On 3/15/21 5:38 AM, Eric Blake wrote:
On 3/14/21 6:48 PM, Richard Henderson wrote:
Use fma to simulatneously scale and round up fraction.

The libm function will always return a properly rounded double precision
value, which will eliminate any extra precision the x87 co-processor may
give us, which will keep the output predictable vs other hosts.

Adding DBL_EPSILON while scaling should help with fractions like
12.345, where the closest representable number is actually 12.3449*.

Signed-off-by: Richard Henderson <richard.hender...@linaro.org>
---
  util/cutils.c | 2 +-
  1 file changed, 1 insertion(+), 1 deletion(-)

diff --git a/util/cutils.c b/util/cutils.c
index d89a40a8c3..f7f8e48a68 100644
--- a/util/cutils.c
+++ b/util/cutils.c
@@ -342,7 +342,7 @@ static int do_strtosz(const char *nptr, const char **end,
          retval = -ERANGE;
          goto out;
      }
-    *result = val * mul + (uint64_t) (fraction * mul);
+    *result = val * mul + (uint64_t)fma(fraction, mul, DBL_EPSILON);

Don't you need to include <float.h> to get DBL_EPSILON?

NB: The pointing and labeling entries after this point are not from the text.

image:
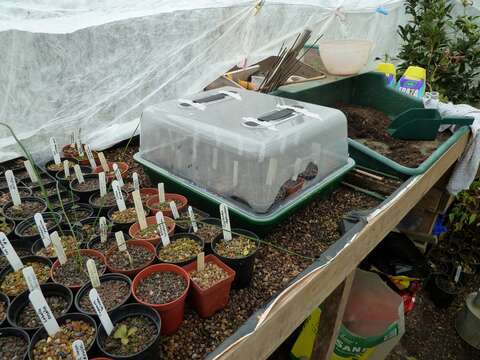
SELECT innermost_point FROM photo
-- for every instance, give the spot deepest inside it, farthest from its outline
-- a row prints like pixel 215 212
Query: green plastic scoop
pixel 422 124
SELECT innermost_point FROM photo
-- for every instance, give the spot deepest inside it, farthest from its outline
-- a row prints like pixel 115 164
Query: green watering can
pixel 422 124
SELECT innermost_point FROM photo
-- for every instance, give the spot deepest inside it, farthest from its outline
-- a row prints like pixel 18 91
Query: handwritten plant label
pixel 161 192
pixel 174 210
pixel 117 191
pixel 93 273
pixel 55 153
pixel 10 253
pixel 43 312
pixel 66 168
pixel 137 200
pixel 101 311
pixel 122 246
pixel 30 171
pixel 42 229
pixel 30 278
pixel 103 229
pixel 90 157
pixel 191 215
pixel 102 181
pixel 103 162
pixel 201 261
pixel 58 247
pixel 136 181
pixel 162 229
pixel 12 187
pixel 78 174
pixel 225 217
pixel 118 174
pixel 79 351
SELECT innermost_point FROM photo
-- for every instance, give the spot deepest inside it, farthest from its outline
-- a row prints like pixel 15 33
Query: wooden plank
pixel 294 306
pixel 333 309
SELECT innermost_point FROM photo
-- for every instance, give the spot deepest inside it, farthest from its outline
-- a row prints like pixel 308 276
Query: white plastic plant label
pixel 30 278
pixel 66 168
pixel 137 200
pixel 161 192
pixel 30 171
pixel 122 246
pixel 174 210
pixel 162 228
pixel 54 149
pixel 215 159
pixel 90 157
pixel 102 182
pixel 296 169
pixel 42 229
pixel 101 311
pixel 117 191
pixel 79 351
pixel 58 247
pixel 235 173
pixel 136 181
pixel 201 261
pixel 93 273
pixel 10 253
pixel 191 215
pixel 103 162
pixel 12 187
pixel 43 312
pixel 118 174
pixel 225 217
pixel 78 173
pixel 103 229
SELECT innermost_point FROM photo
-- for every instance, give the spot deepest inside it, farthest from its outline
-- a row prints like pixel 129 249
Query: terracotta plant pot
pixel 151 220
pixel 168 197
pixel 122 166
pixel 172 312
pixel 208 301
pixel 135 271
pixel 90 253
pixel 144 192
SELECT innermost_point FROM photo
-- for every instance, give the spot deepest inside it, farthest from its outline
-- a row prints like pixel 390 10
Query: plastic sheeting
pixel 95 64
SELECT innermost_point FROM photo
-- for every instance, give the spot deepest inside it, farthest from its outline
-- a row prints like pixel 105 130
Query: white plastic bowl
pixel 345 57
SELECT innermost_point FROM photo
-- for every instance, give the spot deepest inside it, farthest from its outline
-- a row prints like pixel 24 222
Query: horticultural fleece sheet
pixel 95 64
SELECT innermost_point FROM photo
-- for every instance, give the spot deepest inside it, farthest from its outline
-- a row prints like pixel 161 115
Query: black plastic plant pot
pixel 85 289
pixel 85 194
pixel 60 175
pixel 10 331
pixel 244 266
pixel 124 312
pixel 22 301
pixel 103 210
pixel 443 291
pixel 38 244
pixel 27 228
pixel 42 333
pixel 180 236
pixel 31 258
pixel 95 243
pixel 208 242
pixel 116 226
pixel 40 206
pixel 5 300
pixel 52 169
pixel 76 212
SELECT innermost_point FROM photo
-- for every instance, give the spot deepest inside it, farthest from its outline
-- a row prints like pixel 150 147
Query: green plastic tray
pixel 259 223
pixel 370 90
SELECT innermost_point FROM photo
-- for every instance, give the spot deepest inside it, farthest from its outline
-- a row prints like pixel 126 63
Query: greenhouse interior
pixel 240 179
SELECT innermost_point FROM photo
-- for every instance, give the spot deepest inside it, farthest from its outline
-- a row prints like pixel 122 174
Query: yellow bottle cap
pixel 416 73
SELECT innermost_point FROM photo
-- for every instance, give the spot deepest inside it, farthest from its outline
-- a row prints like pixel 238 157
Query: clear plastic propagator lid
pixel 254 150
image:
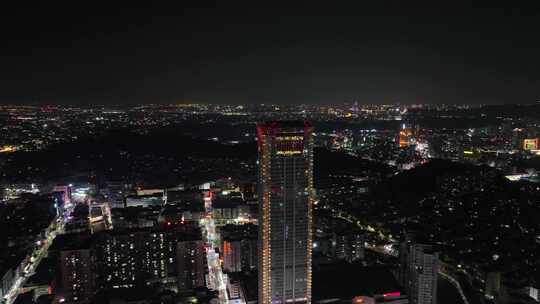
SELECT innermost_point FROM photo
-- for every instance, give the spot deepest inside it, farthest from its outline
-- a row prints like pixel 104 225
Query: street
pixel 215 275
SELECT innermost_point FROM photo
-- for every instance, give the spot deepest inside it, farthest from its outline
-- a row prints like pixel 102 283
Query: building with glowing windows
pixel 285 211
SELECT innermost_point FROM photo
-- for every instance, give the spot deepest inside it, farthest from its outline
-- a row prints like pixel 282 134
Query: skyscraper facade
pixel 285 211
pixel 419 270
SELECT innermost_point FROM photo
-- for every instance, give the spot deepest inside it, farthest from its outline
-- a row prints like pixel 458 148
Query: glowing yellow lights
pixel 531 144
pixel 8 149
pixel 289 152
pixel 283 138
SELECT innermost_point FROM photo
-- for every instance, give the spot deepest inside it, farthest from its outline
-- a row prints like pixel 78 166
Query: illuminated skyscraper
pixel 285 211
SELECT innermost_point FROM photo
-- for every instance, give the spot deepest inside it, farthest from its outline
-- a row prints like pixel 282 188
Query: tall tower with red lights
pixel 285 211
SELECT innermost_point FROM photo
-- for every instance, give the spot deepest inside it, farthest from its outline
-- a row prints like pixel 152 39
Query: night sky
pixel 383 52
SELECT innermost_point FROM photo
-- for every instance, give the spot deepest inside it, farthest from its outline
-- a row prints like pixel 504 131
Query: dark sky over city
pixel 383 52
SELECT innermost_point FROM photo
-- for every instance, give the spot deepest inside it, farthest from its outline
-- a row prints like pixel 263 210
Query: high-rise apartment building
pixel 77 274
pixel 285 211
pixel 419 270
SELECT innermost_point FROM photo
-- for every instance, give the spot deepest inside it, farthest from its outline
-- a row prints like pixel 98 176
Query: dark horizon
pixel 380 53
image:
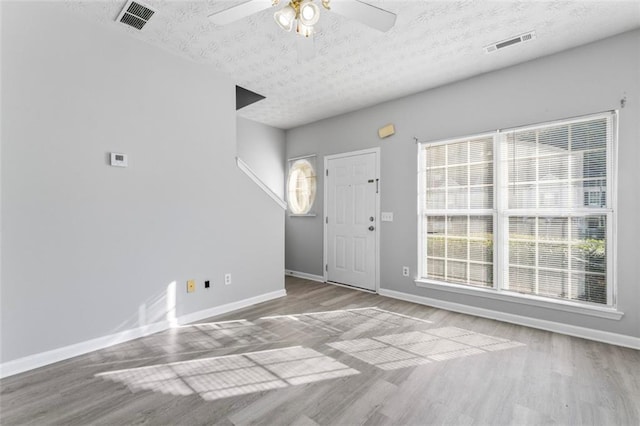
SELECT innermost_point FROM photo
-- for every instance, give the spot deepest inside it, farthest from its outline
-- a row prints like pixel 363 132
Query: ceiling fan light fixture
pixel 309 13
pixel 304 30
pixel 285 17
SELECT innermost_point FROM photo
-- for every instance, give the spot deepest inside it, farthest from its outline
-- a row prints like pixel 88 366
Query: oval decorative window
pixel 301 186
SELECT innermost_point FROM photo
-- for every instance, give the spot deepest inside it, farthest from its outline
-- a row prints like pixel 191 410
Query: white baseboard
pixel 229 307
pixel 310 277
pixel 571 330
pixel 30 362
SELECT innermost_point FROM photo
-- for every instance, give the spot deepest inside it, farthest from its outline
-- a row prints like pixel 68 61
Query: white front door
pixel 351 219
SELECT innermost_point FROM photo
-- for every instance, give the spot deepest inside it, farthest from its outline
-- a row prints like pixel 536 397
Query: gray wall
pixel 262 147
pixel 585 80
pixel 87 249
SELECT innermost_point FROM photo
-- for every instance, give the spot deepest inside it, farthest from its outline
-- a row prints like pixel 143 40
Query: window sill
pixel 560 305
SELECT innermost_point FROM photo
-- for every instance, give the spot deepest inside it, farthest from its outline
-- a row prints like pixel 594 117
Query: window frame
pixel 311 159
pixel 501 215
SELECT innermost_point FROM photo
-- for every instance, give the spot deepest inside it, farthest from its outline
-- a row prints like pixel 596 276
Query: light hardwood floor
pixel 331 355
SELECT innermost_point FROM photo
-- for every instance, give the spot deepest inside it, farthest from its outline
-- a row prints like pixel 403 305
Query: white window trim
pixel 312 158
pixel 609 311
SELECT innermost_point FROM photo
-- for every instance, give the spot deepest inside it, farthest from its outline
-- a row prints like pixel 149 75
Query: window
pixel 544 190
pixel 301 185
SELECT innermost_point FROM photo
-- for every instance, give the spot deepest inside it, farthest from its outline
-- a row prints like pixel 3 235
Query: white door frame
pixel 325 260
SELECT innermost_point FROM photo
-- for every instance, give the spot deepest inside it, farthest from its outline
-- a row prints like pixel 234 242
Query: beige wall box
pixel 119 160
pixel 386 131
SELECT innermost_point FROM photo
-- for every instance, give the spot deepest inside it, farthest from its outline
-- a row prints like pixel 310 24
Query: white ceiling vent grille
pixel 135 15
pixel 510 42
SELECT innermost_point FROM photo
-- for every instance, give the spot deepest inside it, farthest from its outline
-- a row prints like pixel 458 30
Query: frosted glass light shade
pixel 285 17
pixel 309 13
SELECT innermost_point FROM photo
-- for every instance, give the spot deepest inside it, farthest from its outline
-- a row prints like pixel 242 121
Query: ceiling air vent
pixel 510 42
pixel 135 14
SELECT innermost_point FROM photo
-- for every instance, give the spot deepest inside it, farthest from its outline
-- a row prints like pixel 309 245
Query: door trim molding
pixel 325 259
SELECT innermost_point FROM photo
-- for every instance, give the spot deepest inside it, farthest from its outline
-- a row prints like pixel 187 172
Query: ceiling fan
pixel 305 14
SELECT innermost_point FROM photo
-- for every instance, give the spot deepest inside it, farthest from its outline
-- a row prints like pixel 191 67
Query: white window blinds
pixel 457 211
pixel 542 212
pixel 559 209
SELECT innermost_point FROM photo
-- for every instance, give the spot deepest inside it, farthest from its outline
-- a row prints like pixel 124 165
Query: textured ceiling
pixel 432 43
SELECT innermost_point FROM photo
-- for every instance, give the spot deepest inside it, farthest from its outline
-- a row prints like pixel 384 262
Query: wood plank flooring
pixel 327 355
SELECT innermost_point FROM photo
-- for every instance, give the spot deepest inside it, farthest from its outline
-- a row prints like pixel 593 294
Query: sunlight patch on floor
pixel 403 350
pixel 221 377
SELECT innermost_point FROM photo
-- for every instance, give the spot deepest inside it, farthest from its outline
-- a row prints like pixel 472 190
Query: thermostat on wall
pixel 118 160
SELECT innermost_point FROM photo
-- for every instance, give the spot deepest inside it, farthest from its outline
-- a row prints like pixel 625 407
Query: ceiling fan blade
pixel 306 48
pixel 369 15
pixel 240 11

Apparently we get it via some other route.

More importantly, this patch seems wrong.  fma(a, b, c) performs (a * b)
+ c without intermediate rounding errors, but given our values for a and
b, where mul > 1 in any situation we care about, adding 2^-53 is so much
smaller than a*b that it not going to round the result up to the next
integer.  Don't you want to do fma(fraction, mul, 0.5) instead?

I tried that first, but that requires changes to the testsuite, where we have a *.7 result, and expect it to be truncated.

I assumed adding 0.00*1 to 0.99*9 would still have an effect.

I think I should have tried fma(fraction, mul, 0) as well, just to see if it's the elimination of extended-precision results that were the real problem.